Abstract. We use a numerical flow line model to simulate the
behaviour of the Djankuat Glacier, a World Glacier Monitoring Service reference glacier situated in the
North Caucasus (Republic of Kabardino-Balkaria, Russian Federation), in
response to past, present and future climate conditions (1752–2100 CE).
The model consists of a coupled ice flow–mass balance model that also
takes into account the evolution of a supraglacial debris cover. After
simulation of the past retreat by applying a dynamic calibration procedure,
the model was forced with data for the future period under different
scenarios regarding temperature, precipitation and debris input. The main
results show that the glacier length and surface area have decreased by ca.

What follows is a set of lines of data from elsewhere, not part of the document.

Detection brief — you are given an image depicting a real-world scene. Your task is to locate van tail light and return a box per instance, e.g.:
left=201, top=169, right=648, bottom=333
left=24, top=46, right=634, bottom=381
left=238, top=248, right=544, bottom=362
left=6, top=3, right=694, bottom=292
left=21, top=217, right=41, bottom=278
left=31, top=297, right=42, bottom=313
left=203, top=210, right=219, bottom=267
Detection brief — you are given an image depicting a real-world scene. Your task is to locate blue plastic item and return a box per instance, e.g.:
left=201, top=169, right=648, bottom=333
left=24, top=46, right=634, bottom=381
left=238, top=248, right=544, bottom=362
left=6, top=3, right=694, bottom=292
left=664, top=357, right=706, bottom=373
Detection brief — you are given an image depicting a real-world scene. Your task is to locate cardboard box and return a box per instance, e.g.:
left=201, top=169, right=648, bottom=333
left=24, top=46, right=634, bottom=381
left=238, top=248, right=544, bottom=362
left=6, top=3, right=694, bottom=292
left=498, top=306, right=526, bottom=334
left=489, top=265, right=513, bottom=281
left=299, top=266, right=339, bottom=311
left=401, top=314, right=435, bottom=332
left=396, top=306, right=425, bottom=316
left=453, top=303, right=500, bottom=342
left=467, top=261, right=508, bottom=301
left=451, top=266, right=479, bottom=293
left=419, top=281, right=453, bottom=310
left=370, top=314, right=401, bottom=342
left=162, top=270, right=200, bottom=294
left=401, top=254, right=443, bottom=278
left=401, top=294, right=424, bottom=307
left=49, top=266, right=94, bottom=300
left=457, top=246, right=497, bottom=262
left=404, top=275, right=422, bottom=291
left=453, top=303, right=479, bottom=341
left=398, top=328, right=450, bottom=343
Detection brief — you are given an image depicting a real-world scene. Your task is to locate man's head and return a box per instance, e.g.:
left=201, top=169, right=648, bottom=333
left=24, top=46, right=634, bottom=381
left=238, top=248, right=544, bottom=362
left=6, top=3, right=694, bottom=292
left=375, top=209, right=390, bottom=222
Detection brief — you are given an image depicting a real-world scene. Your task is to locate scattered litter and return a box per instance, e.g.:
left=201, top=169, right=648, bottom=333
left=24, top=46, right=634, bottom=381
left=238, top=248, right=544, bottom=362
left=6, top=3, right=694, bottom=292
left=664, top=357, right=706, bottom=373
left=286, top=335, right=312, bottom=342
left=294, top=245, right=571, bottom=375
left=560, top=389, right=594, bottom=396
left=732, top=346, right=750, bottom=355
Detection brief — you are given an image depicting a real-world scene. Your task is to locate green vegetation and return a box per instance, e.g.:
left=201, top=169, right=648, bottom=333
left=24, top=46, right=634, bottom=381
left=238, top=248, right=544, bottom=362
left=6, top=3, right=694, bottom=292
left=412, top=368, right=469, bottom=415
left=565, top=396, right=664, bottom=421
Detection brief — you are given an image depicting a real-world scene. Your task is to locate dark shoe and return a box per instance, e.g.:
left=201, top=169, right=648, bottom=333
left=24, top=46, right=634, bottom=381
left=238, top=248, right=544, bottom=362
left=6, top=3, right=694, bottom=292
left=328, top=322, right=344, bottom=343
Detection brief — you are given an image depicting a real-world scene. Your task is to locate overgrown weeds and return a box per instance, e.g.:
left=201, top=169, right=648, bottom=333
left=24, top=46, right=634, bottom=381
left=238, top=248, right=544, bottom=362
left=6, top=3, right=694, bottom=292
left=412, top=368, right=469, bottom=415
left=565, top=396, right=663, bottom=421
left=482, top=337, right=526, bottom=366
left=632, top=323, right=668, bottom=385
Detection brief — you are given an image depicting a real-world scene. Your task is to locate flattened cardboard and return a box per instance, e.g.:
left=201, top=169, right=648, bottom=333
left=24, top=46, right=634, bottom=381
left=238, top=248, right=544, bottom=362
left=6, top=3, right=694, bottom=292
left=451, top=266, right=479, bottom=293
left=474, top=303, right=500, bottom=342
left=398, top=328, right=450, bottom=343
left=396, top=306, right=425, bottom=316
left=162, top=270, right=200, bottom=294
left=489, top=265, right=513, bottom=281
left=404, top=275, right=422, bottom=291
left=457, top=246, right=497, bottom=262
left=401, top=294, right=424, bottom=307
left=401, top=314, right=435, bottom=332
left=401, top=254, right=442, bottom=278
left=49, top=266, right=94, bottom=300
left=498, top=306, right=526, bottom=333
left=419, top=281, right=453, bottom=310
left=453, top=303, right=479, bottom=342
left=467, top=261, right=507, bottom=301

1.4 km (ca. −29.5 %) and ca. 1.6 km2 (−35.2 %)
respectively between the initial state in 1752 CE and present-day
conditions. Some minor stabilization and/or readvancements of the glacier
have occurred, but the general trend shows an almost continuous retreat
since the 1850s. Future projections using CMIP5 temperature and
precipitation data exhibit a further decline of the glacier. Under constant
present-day climate conditions, its length and surface area will further
shrink by ca. 30 % by 2100 CE. However, even under the most extreme RCP 8.5 scenario, the glacier will not have disappeared completely by the end of the modelling period. The presence of an increasingly widespread
supraglacial debris cover is shown to significantly delay glacier retreat,
depending on the interaction between the prevailing climatic conditions, the
debris input location, the debris mass flux magnitude and the time of
release of debris sources from the surrounding topography.